Das Wetter war uns auch wohlgesonnen – obwohl Dauerregen vorhergesagt wurde, regnete es kaum und wir hatten sogar viel Sonnenschein. Leider wehte aber ein ganz schön kräftiger Wind: Böen mit bis zu über 120km/h, die in unberechenbarer Stärke und wechselnder Richtung auftraten, ließen uns teils wie Betrunkene herumtorkeln, boten wir mit unseren großen Rucksäcken ja noch besonders viel Angriffsfläche.

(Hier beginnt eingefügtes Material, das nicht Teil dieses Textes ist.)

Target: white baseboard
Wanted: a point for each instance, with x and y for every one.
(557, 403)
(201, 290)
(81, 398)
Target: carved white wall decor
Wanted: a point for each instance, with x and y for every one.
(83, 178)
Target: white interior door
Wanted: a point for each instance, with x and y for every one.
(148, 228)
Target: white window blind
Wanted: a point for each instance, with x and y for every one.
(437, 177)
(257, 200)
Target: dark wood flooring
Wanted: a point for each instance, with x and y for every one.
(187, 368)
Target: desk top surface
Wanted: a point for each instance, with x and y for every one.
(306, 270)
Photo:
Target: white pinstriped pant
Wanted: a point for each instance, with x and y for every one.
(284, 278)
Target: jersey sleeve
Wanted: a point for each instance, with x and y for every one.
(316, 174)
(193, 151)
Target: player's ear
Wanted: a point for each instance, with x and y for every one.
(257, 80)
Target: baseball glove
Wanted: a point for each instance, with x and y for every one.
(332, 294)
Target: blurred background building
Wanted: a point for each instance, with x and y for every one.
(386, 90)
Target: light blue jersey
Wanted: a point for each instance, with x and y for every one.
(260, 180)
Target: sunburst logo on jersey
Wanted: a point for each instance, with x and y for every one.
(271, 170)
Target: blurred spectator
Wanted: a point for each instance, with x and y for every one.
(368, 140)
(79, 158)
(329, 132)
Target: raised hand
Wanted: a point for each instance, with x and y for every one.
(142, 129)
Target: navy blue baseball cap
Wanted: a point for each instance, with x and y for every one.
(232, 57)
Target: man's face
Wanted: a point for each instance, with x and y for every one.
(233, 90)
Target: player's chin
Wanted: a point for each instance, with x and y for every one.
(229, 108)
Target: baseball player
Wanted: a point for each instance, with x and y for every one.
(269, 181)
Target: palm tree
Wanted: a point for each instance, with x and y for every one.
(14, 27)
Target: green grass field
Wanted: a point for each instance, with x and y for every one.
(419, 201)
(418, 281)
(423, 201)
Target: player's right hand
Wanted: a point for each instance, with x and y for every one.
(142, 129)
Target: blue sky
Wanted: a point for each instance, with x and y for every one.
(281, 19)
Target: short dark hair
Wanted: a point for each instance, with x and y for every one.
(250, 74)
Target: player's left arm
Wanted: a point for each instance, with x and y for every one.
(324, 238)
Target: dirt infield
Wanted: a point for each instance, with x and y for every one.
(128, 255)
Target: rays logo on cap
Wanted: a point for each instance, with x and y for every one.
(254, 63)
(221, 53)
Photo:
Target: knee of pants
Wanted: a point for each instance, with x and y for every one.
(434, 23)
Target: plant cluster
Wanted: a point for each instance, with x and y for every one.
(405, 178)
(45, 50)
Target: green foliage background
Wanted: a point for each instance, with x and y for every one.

Am dritten Tag beendete dann ein besonders fieser Windstoß unseren Trek: Während wir auf einem Hügel standen und die Aussicht genossen, wurde Sonja von einer überraschenden Bö zu Boden geworfen und verletzte sich dabei die Schulter. Der Arm ließ sich nicht mehr heben und belasten, und uns blieb daher nichts anderes übrig, als zurück zum Camp zu gehen, von wo aus wir schnellstmöglich (sprich: einen halben Tag in einem Katamaran und zwei Bussen) ins nächste Krankenhaus fuhren. Zum Glück nichts gebrochen oder gerissen, aber eine Armschlinge sollte noch zwei Wochen und ein ausgewachsener Bluterguss in der exakten Form von Österreich fünf Wochen lang an das unglückliche, vorzeitige Ende der Wanderung, aber auch an unser Zuhause erinnern…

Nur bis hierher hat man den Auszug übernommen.